Aquaponics

Solar Greenhouse

Two years ago we built a solar greenhouse. The beauty of the greenhouse has been fresh tomatoes in January, a quiet place to escape and a learning space about gardening and nature. This year we decided we would add an aquaponics system to the greenhouse.

What is aquaponics?
Aquaponics is the marriage of aquaculture (the raising of fish for eating) and hydroponics (the raising of plants in water). The beauty is that it creates a sustainable closed system. The water from the raising of fish is normally a waste product but is actually filled with nutrients that provide what plants need for growing. Rather than having to feed the plants with inorganic nutrients, which is the normal practice in hydroponics, the plants utilize the "waste" from the fish.

Our system
Our goal was to grow tilapia and vegetables in the system. Our greenhouse has a floor footprint of 10'x 15'. For a fish tank, we used a pallet tank which is approximately 4'x4'x4' and holds 275 gallons of water. We dug a hole and put 4" of lava rock in the bottom to insulate from the earth. We then placed the tank in the hole and put foam insulation around all of the sides and metal sheeting outside the foam insulation. This should keep the earth from drawing out the heat from the water in the tank.

Aquaponics system

With the tank in place, we cut 55 gallon blue barrels in half lenghtwise and placed them on buckets filled with water for grow beds. We later had to provide further supports for the barrel-halves as they do tend to buckle. If we had it to do over again, we'd build a frame to hold the barrels but still place the buckets underneath. These provide a heat sink to help moderate temperatures in the greenhouse.
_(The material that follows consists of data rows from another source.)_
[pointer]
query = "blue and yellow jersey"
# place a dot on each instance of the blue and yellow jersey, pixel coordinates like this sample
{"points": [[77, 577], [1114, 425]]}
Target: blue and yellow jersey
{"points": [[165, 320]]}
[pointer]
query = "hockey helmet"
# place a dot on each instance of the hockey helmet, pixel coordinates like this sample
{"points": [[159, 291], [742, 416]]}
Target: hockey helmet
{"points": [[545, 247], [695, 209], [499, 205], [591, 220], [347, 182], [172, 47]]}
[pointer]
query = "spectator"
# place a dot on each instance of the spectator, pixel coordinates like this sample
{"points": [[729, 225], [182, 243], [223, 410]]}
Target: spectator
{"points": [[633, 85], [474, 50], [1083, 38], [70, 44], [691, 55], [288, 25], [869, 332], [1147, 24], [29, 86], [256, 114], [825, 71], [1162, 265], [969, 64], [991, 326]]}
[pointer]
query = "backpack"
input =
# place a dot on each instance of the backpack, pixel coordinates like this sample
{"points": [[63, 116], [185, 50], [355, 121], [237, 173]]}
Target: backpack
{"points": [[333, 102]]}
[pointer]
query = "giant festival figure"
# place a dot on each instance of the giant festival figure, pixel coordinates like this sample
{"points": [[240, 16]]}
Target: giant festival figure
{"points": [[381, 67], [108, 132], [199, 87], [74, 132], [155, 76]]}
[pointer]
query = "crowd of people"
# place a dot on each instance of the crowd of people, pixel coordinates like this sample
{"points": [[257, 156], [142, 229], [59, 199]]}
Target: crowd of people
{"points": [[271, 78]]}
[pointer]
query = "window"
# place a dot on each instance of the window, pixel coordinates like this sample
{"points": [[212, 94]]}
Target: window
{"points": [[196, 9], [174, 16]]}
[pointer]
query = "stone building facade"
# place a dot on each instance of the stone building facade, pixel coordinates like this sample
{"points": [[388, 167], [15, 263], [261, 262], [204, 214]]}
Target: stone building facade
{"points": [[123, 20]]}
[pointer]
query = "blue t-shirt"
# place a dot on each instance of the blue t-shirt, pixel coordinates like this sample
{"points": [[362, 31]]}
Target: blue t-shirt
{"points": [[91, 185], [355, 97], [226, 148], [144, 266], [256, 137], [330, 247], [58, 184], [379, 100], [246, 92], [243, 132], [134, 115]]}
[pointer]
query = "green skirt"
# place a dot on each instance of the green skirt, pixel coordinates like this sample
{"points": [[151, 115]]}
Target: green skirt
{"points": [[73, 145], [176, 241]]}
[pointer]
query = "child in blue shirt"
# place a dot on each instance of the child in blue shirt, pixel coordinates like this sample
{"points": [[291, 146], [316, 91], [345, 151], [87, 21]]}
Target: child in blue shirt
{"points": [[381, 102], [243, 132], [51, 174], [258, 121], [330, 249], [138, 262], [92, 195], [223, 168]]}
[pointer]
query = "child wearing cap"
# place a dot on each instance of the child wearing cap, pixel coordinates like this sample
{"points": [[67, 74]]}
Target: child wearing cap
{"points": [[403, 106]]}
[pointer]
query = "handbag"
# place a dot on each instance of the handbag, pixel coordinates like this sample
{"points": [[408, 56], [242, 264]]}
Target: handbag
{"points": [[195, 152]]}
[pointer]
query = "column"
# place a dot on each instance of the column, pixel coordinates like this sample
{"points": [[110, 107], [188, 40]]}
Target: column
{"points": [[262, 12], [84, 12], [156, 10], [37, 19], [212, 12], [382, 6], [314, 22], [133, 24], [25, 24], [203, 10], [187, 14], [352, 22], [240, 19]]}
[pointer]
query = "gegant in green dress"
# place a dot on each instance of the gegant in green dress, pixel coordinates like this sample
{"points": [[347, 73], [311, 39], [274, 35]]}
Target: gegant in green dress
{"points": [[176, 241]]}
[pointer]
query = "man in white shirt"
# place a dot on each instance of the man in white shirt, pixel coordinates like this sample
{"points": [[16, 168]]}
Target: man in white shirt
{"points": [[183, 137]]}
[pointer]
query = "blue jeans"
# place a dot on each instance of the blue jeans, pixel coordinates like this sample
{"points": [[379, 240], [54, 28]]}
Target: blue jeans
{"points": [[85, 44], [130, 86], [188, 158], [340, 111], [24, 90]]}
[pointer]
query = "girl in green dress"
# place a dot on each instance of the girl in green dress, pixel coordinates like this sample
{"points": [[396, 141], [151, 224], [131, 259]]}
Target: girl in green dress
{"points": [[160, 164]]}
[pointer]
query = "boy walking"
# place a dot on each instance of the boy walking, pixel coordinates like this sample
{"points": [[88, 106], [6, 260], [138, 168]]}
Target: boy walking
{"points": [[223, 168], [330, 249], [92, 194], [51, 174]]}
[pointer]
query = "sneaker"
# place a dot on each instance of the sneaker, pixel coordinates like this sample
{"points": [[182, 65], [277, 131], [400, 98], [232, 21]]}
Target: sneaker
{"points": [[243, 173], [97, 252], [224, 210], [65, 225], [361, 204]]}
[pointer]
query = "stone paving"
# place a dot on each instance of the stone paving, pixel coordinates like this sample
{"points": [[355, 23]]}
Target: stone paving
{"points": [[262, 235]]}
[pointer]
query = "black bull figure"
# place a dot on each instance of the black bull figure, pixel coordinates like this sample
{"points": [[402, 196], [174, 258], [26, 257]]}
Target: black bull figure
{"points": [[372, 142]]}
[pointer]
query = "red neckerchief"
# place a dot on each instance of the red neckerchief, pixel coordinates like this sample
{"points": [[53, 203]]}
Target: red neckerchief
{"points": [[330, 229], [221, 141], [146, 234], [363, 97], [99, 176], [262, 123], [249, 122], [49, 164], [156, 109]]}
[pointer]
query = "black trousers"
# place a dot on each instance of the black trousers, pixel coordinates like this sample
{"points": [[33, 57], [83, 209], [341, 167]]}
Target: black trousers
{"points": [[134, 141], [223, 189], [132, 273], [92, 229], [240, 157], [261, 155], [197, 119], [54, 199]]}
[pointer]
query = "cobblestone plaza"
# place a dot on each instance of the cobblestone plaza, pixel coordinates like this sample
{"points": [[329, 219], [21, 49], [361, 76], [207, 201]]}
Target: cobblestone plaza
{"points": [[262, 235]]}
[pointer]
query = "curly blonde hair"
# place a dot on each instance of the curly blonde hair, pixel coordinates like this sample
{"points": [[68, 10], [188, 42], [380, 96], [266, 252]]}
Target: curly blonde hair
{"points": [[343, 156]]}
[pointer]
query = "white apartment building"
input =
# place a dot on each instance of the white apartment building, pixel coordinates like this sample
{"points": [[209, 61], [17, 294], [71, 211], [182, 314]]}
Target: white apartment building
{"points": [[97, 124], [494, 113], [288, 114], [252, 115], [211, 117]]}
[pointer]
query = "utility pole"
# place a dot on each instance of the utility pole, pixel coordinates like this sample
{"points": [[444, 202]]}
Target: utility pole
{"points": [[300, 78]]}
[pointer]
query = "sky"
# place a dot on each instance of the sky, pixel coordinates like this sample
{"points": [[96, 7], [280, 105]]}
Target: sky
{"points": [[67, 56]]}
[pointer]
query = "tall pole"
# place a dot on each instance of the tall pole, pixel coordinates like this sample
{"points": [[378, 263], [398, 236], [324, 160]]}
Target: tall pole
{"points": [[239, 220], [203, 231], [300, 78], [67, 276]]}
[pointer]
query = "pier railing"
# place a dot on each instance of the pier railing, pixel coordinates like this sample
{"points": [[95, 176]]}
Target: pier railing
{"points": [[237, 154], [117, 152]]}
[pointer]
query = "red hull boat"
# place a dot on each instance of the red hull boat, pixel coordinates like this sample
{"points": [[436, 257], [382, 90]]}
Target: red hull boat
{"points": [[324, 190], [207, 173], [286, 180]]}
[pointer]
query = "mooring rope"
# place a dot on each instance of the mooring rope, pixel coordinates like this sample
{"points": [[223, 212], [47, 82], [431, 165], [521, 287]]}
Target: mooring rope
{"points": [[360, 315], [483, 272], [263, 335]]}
We then plumbed the system and filled the grow beds with gravel. I planted our citrus trees, broccoli that had been pulled from the original greenhouse bed and some seeds. Then we waited for fish. To help feed our plants we added fish emulsion to the water. My theory was that it would help to populate the system with the bacteria needed to convert the eventual fish waste into nutrients for the plants.

When we were ready for fish we started working with another individual who was also building a system to try and get tilapia. While we waited, we added several goldfish from the local pet store. We watched as these fish died along with a second batch. We then learned that the feeder fish you purchase at the store are often not healthy and that was the likely reason for our dying fish.

Tilapia dinner

Our next effort to add fish was purchasing several tilapia from the local Asian fish market. Those turned out to be unhealthy as well and we watched in horror as they started to die. We got some great advice to turn up the water temperature to 85 degrees F and add salt to the water. We were able to save five of the fish who provided nutrients for our plants until we could get more. It took another two months before we were able to get tilapia fingerlings into our tank. When they arrived, we celebrated by eating the large tilapia from the tank.